Carlos Ghosn mantinha 2º passaporte francês trancado em mala
Executivo cumpria prisão no Japão e teria apresentado documento em escala na Turquia; autoridades japonesas não registraram saída do empresário do país
Carlos Ghosn, ex-presidente da aliança Renault-Nissan, que fugiu do Japão, onde cumpria prisão domiciliar, tinha dois passaportes franceses, incluindo um que ficava em uma mala trancada. Nascido no Brasil, ele também tem cidadania libanesa e francesa.
Ghosn deixou o Japão na segunda-feira em um jato particular. Após uma escala em Istambul, na Turquia, seguiu para Beirute, no Líbano, onde entrou com um dos seus passaportes franceses. Segundo a rede japonesa NHK, Ghosn teria recebido permissão de um tribunal japonês para que mantivesse um deles em uma mala trancada. O documento servia como visto de curta duração no arquipélago e ele precisava utilizá-lo em seus deslocamentos internos. Os outros três passaportes do empresário (brasileiro, libanês e francês) estão sob controle de seus advogados.
Ghosn responde a quatro acusações de crimes financeiros e foi preso pela primeira vez em novembro de 2018. Ele cumpria detenção provisória sob fiança desde abril de 2019. Ghosn podia sair de casa, mas no acordo feito não deveria deixar o Japão ou conversar com sua esposa, Carole Ghosn. O empresário teria conseguido escapar do Japão em um jatinho privado com a ajuda de uma empresa privada de segurança, segundo a agência Reuters.

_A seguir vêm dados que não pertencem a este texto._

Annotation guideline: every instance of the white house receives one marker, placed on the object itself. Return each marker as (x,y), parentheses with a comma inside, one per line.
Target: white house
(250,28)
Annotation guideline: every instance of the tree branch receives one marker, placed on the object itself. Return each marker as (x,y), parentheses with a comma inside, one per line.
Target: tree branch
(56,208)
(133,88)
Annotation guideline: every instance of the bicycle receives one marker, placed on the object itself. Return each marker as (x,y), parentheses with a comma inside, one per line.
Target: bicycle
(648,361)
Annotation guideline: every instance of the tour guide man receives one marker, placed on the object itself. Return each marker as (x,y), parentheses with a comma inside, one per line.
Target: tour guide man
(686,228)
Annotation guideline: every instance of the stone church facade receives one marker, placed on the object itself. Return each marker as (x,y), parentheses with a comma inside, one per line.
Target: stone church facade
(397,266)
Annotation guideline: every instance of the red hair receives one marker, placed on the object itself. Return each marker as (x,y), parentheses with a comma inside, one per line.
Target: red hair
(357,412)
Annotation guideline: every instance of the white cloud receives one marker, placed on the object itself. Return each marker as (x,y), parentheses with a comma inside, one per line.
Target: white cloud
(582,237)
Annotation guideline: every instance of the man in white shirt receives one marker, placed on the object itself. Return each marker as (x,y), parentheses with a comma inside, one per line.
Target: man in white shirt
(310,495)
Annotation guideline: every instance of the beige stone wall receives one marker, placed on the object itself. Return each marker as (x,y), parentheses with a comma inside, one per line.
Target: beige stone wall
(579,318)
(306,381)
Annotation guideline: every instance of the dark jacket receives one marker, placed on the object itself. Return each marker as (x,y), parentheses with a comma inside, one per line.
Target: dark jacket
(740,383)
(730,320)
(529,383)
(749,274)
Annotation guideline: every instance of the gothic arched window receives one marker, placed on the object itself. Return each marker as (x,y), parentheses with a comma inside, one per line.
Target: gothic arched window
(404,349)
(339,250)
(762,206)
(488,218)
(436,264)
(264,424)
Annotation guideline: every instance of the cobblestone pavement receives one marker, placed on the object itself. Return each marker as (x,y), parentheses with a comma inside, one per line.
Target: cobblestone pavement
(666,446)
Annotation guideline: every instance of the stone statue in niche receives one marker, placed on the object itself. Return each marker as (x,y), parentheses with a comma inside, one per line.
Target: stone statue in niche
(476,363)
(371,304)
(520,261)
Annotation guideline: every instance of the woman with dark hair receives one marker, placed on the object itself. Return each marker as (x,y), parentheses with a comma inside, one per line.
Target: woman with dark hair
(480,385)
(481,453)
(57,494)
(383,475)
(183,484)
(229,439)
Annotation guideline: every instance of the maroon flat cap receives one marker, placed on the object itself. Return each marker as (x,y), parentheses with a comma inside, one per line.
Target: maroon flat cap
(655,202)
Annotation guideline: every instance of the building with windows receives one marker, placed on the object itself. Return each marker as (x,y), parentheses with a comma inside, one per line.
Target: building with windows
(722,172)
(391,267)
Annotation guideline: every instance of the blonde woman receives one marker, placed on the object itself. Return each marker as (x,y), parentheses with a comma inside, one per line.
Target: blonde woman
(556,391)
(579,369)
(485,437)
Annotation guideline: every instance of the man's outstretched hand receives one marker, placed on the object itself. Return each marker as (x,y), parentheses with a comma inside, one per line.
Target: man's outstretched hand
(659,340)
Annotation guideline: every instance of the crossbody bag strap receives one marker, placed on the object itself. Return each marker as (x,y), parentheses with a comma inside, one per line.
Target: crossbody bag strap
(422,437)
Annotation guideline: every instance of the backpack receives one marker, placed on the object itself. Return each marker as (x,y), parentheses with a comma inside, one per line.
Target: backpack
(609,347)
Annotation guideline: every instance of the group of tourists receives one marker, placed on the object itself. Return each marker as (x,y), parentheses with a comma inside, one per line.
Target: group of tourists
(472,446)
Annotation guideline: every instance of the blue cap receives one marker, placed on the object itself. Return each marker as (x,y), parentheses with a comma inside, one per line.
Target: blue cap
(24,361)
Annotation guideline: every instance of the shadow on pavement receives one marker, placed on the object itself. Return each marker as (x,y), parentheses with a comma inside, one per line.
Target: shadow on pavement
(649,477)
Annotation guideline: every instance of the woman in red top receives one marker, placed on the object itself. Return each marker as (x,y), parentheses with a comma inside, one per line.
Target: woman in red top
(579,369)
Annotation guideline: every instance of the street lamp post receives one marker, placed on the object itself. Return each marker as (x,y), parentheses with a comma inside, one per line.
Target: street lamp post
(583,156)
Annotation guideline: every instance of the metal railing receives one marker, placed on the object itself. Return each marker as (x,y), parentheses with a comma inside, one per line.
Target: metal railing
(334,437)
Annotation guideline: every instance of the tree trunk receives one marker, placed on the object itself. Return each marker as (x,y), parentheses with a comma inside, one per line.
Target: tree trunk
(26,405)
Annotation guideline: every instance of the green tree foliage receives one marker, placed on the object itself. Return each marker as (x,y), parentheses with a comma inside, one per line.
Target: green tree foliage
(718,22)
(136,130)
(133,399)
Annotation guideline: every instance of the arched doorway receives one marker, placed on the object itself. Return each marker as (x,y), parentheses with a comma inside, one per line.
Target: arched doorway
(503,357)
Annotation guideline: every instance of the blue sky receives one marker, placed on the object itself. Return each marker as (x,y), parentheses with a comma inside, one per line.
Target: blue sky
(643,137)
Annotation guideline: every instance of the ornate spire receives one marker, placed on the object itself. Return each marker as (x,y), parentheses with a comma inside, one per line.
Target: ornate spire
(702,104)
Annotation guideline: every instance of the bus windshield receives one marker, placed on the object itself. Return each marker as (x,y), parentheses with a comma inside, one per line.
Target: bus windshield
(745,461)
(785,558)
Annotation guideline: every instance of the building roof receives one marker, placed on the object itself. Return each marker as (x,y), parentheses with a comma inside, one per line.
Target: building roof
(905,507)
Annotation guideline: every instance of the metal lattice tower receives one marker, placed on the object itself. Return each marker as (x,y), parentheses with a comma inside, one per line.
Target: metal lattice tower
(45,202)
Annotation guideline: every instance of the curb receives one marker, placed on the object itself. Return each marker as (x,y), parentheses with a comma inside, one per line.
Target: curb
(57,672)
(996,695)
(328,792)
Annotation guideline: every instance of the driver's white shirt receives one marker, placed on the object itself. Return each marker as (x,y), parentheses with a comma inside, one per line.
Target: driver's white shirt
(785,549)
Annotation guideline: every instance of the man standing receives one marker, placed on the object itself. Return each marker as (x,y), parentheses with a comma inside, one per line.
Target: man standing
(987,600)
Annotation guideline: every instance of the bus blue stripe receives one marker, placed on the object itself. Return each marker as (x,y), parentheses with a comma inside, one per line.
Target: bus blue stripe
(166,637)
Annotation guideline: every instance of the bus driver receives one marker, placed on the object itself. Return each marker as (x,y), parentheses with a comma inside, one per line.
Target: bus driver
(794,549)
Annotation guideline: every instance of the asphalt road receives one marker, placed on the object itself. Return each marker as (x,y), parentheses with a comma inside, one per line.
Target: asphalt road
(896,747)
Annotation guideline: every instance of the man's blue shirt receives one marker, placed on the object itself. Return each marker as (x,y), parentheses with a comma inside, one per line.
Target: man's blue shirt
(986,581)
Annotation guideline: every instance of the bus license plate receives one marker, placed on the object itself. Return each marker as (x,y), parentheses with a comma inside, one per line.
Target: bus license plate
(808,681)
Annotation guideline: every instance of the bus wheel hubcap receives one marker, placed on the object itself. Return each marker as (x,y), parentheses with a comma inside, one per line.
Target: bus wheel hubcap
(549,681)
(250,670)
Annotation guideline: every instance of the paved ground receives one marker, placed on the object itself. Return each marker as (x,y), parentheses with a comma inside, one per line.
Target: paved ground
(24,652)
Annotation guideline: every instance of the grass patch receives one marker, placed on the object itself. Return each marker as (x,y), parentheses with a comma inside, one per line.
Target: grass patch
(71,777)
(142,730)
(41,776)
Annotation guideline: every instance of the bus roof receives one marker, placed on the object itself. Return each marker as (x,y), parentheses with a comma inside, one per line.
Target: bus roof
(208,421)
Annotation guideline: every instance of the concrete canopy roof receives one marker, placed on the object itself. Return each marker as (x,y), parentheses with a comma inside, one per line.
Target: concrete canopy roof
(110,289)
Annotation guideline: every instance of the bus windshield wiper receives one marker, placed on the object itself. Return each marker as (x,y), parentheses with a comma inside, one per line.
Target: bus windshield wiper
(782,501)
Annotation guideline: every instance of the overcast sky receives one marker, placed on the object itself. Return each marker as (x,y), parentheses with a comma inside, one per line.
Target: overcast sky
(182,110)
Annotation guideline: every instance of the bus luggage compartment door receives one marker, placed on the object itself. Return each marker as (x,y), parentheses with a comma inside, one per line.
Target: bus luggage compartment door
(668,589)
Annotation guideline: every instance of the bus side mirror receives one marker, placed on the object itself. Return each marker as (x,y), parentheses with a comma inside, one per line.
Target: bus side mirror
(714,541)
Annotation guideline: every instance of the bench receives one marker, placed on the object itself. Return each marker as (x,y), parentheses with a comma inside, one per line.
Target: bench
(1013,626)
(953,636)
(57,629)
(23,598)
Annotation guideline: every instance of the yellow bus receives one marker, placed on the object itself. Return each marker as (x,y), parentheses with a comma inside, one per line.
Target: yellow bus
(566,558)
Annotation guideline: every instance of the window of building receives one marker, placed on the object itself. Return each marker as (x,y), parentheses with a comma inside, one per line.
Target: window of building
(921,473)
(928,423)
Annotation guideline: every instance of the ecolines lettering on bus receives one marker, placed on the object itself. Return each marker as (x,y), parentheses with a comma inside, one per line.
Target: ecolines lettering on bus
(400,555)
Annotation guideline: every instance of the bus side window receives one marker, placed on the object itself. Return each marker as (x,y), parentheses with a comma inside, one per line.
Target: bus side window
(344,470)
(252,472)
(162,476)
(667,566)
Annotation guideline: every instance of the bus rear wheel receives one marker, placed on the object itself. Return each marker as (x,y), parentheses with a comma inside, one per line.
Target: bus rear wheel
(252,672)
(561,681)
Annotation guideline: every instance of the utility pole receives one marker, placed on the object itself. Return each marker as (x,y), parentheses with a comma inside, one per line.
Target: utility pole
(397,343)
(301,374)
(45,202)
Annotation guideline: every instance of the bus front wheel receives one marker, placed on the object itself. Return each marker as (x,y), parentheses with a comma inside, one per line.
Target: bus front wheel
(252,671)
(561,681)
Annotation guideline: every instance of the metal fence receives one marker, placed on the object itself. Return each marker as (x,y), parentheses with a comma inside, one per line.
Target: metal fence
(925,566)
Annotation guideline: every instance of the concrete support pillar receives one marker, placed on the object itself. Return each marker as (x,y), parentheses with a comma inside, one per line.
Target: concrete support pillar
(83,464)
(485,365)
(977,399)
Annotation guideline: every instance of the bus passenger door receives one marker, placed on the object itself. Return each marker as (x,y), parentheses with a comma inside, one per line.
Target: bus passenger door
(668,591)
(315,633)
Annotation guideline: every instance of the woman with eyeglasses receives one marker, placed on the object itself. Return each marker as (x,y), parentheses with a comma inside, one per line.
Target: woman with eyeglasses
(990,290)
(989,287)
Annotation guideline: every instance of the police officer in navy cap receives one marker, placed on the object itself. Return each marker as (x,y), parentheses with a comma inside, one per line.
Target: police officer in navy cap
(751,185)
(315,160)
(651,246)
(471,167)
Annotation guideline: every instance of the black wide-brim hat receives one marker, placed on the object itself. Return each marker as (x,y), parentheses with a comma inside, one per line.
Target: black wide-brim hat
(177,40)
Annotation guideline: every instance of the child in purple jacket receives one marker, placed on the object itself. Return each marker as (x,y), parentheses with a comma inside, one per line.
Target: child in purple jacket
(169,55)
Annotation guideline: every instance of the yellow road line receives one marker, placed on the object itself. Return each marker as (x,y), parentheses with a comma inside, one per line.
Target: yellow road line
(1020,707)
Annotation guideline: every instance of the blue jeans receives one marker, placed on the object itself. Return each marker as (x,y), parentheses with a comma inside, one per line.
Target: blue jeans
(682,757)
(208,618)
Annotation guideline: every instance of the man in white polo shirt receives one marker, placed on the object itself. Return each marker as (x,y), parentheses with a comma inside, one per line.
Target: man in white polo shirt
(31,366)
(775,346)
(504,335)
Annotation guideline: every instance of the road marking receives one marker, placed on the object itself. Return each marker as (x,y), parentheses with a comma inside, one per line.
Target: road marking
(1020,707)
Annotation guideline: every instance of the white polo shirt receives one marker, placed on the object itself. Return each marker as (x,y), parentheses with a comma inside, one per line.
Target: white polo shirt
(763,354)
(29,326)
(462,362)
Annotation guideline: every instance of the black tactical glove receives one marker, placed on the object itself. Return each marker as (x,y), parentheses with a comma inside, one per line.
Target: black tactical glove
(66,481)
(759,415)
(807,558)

Nesta quinta-feira, 2, autoridades turcas lançaram uma investigação sobre a fuga do empresário e sete pessoas foram presas, incluindo quatro pilotos. No Japão, a policia local fez buscas na casa que o empresário vivia em Tóquio. Investigadores buscam imagens de vídeo de residências vizinhas que tenham registrado a saída de Ghosn. No Japão, estrangeiros devem se deslocar com seu passaporte ou um documento de identidade fornecido por um governo. Porém, o banco de dados da Agência do Serviço de Imigração não tem registro da partida de Ghosn do Japão. A promotoria e a polícia estão buscando detalhes de como o executivo escapou do país.
Ghosn aguardava a data para o julgamento no Japão, inicialmente agendada para abril deste ano, mas que foi postergada para 2021. Em entrevista a VEJA, a mulher do empresário, a americana Carole Ghosn, afirmou que a família acreditava que ele não teria direito a um julgamento justo no país.
Acusações
As acusações contra Ghosn são quatro, e vieram em etapas. A primeira delas diz respeito à suposta sonegação de impostos sobre cerca de 44 milhões de dólares, metade do valor que teria recebido como remuneração entre 2010 e 2015, incluindo bônus e salários. A denúncia foi feita por ex-executivos da companhia em sistema de delação premiada. Ghosn também é acusado de usar os recursos corporativos indevidamente. Entre os benefícios recebidos — e não declarados — estariam residências de luxo no Rio de Janeiro, Paris, Amsterdã e Beirute, além da festa que celebrou o casamento e o aniversário de 50 anos da então noiva, a americana Carole Ghosn, no Palácio de Versalhes, na França.
Com a prisão, a Nissan demitiu o então CEO sumariamente, e pouco tempo depois ele foi destituído da liderança da Mitsubishi. A saída da Renault foi um pedido do próprio Ghosn, em janeiro do ano passado. Há ainda denúncias de desvio de dinheiro para empresas de amigos e transferência de um prejuízo de milhões de dólares em um mau investimento pessoal para a Nissan.
Em novembro, o advogado do executivo, Takashi Takano, falou a VEJA. Segundo ele, a prisão de Ghosn seria uma retaliação de executivos da Nissan contra o processo de fusão com a Renault “Ele foi vítima de um complô do governo japonês com altos executivos da Nissan”, acusa ele. A esposa de Ghosn também acusou o governo de conspirar contra o executivo. “É uma lista sem fim de injustiças. Ele passou 130 dias na solitária sem acusação formal. Por que não o tratam como inocente até que se prove o contrário? Meu marido é tido como culpado antes que possa se defender”, disse Carole.